Si une nouvelle répartition des compétences entre médecins et autres professionnels médicaux ou paramédicaux peut effectivement aboutir à dégager du temps médical, elle ne saurait compenser qu’à la marge l’absence de professionnels dans les zones sous-denses.

Par ailleurs, il serait erroné de réduire la question des coopérations à un débat entre médecins d’un côté et autres professionnels de santé de l’autre. La question de la répartition des actes se pose pour l’ensemble des professions de santé, quel que soit le niveau de formation initial requis.
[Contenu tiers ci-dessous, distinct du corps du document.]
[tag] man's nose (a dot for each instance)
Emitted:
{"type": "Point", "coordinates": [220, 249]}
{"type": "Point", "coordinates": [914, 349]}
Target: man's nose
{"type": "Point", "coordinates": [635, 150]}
Plus récemment, comme je le rappelais au début de mon intervention, l’article 119 de la loi de modernisation de notre système de santé a créé un exercice en pratique avancée pour les professions paramédicales. Nous avions approuvé cette mesure puisqu’elle était la traduction législative de la sixième proposition formulée dans le rapport d’information de la commission des affaires sociales. En ma qualité de rapporteur, j’avais cependant regretté que cet article se limite à un toilettage du statut de certaines professions paramédicales alors qu’il aurait pu être l’occasion d’une remise à plat des métiers socles.

En l’état actuel, pour chaque auxiliaire médical, des mesures réglementaires doivent définir les domaines d’intervention en pratique avancée, les activités pouvant être accomplies dans chacun de ces domaines d’intervention et les types d’actes pouvant être réalisés.

Madame la secrétaire d’État, pouvez-vous nous informer de l’état d’avancement de ces mesures ? La mise en œuvre effective de l’article 119 est en effet essentielle puisqu’il s’agit aussi d’améliorer la qualité des soins en confiant davantage de compétences aux professionnels paramédicaux que sont notamment les infirmiers.

Avec le développement des affections chroniques, notamment les cancers et les maladies cardio-vasculaires, et la progression des pathologies liées au vieillissement, les besoins des malades évoluent vers une prise en charge plus globale et de plus grande proximité. À Lille, par exemple, il existe un protocole de soins de suite en cancérologie reposant sur les infirmières libérales.

Il faut donc développer ces coopérations dont l’apport est double. D’une part, elles tendent à améliorer la qualité des soins en offrant une prise en charge plus adaptée aux besoins des patients, en apportant le plus souvent des innovations en matière de prise en charge, en impliquant par exemple la création de nouveaux actes ou de nouvelles formes de prise en charge. D’autre part, elles offrent à tous les professionnels une perspective d’évolution de leur rôle en matière de soins, ainsi qu’un enrichissement de leurs tâches susceptible de renforcer leur motivation et leurs perspectives de carrière.

Pour conclure, j’indique qu’il est nécessaire de développer le rôle des professions paramédicales dans un système de santé qui doit s’adapter pour répondre aux nouveaux enjeux de ce début du XXIe siècle que sont les transitions démographique, épidémiologique et technologique, comme l’a dit Catherine Génisson. Il importe aussi d’encourager davantage, d’une manière forte et volontaire, l’e-santé, dont le développement dans les pays voisins de la France montre qu’elle est efficace, complémentaire de l’humain. Elle permettra rapidement de rationaliser l’offre de soins sur nos territoires puisque certains pensent, et l’ont écrit, que 80 % des diagnostics pourraient être faits par celle-ci.